What are all the possible rational zeros for #y=4x^3+12x^2+x+3# and how do you find all zeros?

1 Answer
Nov 8, 2016

Use the rational root theorem to find "possible" rational zeros:

#+-1/4, +-1/2, +-3/4, +-1, +-3/2, +-3#

Factor by grouping to find the actual zeros: #-3#, #+-1/2i#

Explanation:

#f(x) = 4x^3+12x^2+x+3#

By the rational root theorem, any rational zeros of #f(x)# are expressible in the form #p/q# for integers #p, q# with #p# a divisor of the constant term #3# and #q# a divisor of the coefficient #4# of the leading term.

That means that the only possible rational zeros are:

#+-1/4, +-1/2, +-3/4, +-1, +-3/2, +-3#

In fact, since all of the coefficients of #f(x)# are positive, any Real zeros are negative, leaving us with possible rational zeros:

#-1/4, -1/2, -3/4, -1, -3/2, -3#

We could try each of these in turn, but there's something else we can notice about this particular cubic: The ratio between the first and second terms is the same as that between the third and fourth terms.

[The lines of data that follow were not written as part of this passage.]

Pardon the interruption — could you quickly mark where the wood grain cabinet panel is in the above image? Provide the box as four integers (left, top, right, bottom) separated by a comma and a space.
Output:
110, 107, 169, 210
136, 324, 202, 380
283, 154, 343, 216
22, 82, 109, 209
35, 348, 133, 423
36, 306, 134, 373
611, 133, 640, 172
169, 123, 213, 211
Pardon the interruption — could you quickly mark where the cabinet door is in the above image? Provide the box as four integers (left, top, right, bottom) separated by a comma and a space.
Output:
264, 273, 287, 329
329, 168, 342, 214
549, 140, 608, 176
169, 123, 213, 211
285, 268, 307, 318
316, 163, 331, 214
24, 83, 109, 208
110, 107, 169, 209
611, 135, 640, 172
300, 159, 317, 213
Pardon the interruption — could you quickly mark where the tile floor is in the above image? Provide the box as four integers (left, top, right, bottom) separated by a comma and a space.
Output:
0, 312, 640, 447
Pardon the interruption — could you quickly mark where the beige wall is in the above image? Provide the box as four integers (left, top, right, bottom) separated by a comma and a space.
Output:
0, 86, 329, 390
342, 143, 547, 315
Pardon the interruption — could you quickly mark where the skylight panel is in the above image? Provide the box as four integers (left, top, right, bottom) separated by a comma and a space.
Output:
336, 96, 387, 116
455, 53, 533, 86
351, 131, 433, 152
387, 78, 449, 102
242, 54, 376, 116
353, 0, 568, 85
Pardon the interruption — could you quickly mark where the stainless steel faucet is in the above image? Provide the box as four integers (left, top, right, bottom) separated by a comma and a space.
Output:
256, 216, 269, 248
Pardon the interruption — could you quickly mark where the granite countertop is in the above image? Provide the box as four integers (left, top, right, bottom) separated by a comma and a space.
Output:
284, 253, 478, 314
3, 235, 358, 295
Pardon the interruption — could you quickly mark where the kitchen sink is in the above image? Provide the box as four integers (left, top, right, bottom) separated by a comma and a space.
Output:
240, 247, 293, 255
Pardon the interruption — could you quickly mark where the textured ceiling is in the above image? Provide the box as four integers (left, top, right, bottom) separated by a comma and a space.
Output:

As a result, this cubic will factor by grouping:

#4x^3+12x^2+x+3 = (4x^3+12x^2)+(x+3)#

#color(white)(4x^3+12x^2+x+3) = 4x^2(x+3)+1(x+3)#

#color(white)(4x^3+12x^2+x+3) = (4x^2+1)(x+3)#

Hence #f(x)# has one Real zero #x=-3#

The other two zeros are non-Real Complex since #4x^2+1 > 0# for all Real values of #x#. We can factor this expression using the difference of squares identity:

#a^2-b^2 = (a-b)(a+b)#

with #a=2x# and #b = i# as follows:

#4x^2+1 = (2x)^2-i^2 = (2x-i)(2x+i)#

Hence the two remaining zeros are #x = +-1/2i#